At the same time, a group of Arab writers and lawyers planned to appeal to the Arab world to put pressure on Saddam to step down.

“We call upon public opinion in the Arab world to exercise pressure for the dismissal from power of Saddam Hussein and his close aides in order to stop a war that threatens catastrophe for the people of the region,” said a copy of the appeal, obtained by Reuters and set to be published later this week.

“The immediate resignation of Saddam, whose rule over three decades has been a nightmare for Iraq and the Arab world, is the only way around further violence,” it reads.

The appeal — made by lawyers and writers fed up with their governments’ opposition to U.S. policy on Iraq without presenting an alternative — also calls for international human rights monitors to be stationed across Iraq to oversee a transition to democratic rule.

The idea of asylum for Saddam in return for his resignation was put forward recently in an open letter to Saddam by Ghassan Tueini, a former Lebanese statesman and publisher of Beirut’s influential An-Nahar daily. The letter was titled “resignation is more honorable.”

IRAQ CONDEMNS RESOLUTION
A U.N. resolution passed Monday by a 13-0 vote with Russia and Syria abstaining, puts new limits on Iraq’s purchases of certain communications equipment and antibiotics that the United States and Britain said could be used by the Iraqi military in a war.

Iraq criticized the resolution in editorials in the state-run press. The daily Al-Jumhuriya said the resolution, which deals with goods Iraq can import under the U.N. oil for food program, is new evidence of Washington’s “hegemony” over the Security Council.

“This is a bad resolution which would lead to inflicting a deliberate damage and harm to our people,” the paper said.
It said the members of the Security Council should “stand against the obvious U.S. domination of the council and ... foil the mad U.S. attempts to wage aggression on Iraq under the cover of the Security Council.”

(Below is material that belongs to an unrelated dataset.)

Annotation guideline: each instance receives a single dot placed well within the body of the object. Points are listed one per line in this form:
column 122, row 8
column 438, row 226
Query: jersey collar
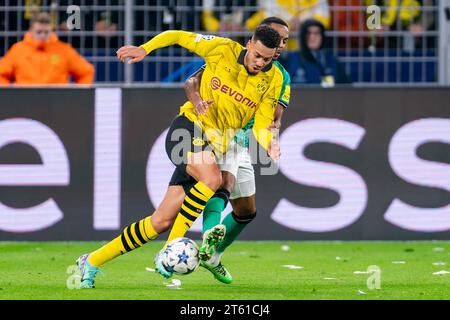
column 242, row 56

MILITARY INDUSTRIAL SITE SEARCHED
On Thursday, U.N. weapons inspectors continued their effort to verify Baghdad’s claim that it has no weapons of mass destruction. A U.N. spokesman said teams from the U.N. Monitoring, Verification and Inspection Commission and the International Atomic Energy Agency drove to six sites in central and northwest Iraq.

One team returned to the Al Fat’h military industry site 18 miles west of Baghdad which conducts research and development on missiles and rockets. It was unclear why they made a second visit to the site.

On Wednesday, inspectors searched another missile maintenance workshop, a repair shop for heavy trucks and returned to a brewery and a 7UP bottling plant for another inspection.

U.N. sources told Reuters that the experts would start aerial inspections by helicopter in the next few days.
The inspectors would also set up a permanent base in the town of Mosul on Saturday to oversee inspections in northern Iraq, the U.N. sources told Reuters.